Vertol, the company that was said to have brought the migrants to Sacramento, is an aviation firm and defense contractor based in Destin, Fla. It has ties to Republican leaders in Florida, as well as to one of Mr. DeSantis’s top aides, Larry Keefe, a former U.S. attorney who previously represented the firm in lawsuits and then spearheaded the state’s migrant flight program. (The company did not respond to a request for comment.)
Like Gov. Greg Abbott of Texas, a Republican who sent buses of migrants to Washington and New York last year, Mr. DeSantis made a point of sending dozens of South American migrants to a Democratic-leaning state in an effort to draw attention to an influx of migrants at the southern border at the time. Mr. DeSantis targeted Martha’s Vineyard, where former President Barack Obama has a vacation home, and considered a separate flight to an airport near Mr. Biden’s Delaware home. (That flight to Delaware was called off.)
The 49 migrants on the Martha’s Vineyard charter flights, run by Vertol, said they were tricked into getting on the planes with promises of aid that would be waiting for them when they landed. But no one on the ground knew they were coming, sending local officials scrambling to provide food and shelter and prompting fierce backlash across the country.

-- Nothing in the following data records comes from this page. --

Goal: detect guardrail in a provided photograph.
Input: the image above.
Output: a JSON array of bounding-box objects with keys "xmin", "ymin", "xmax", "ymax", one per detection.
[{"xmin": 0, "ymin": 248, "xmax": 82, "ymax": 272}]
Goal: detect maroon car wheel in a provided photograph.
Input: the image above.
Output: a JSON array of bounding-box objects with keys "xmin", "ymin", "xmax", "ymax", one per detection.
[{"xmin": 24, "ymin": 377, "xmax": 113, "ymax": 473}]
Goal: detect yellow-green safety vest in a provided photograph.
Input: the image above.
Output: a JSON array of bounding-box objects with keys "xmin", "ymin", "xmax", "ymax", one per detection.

The migrants, many of whom were among the millions of people who have fled a devastating economic crisis in Venezuela, later sued Mr. DeSantis and other state officials in a lawsuit that is still pending. Those flights cost at least $1.5 million in taxpayer money, state records show.
But Mr. DeSantis and his Republican allies in Florida have since doubled down. Lawmakers voted to expand the state’s migrant flight program this year, authorizing a $12 million budget, and the state recently hired three private contracting companies, including Vertol, to organize the latest round of flights.
Mr. DeSantis has a $3,300-a-plate fund-raiser scheduled in Sacramento on June 19 and has publicly traded barbs with Mr. Newsom over immigration. As he barnstorms the early nominating states of the presidential campaign, his recounting of the migrant flights has generated some of his biggest applause lines.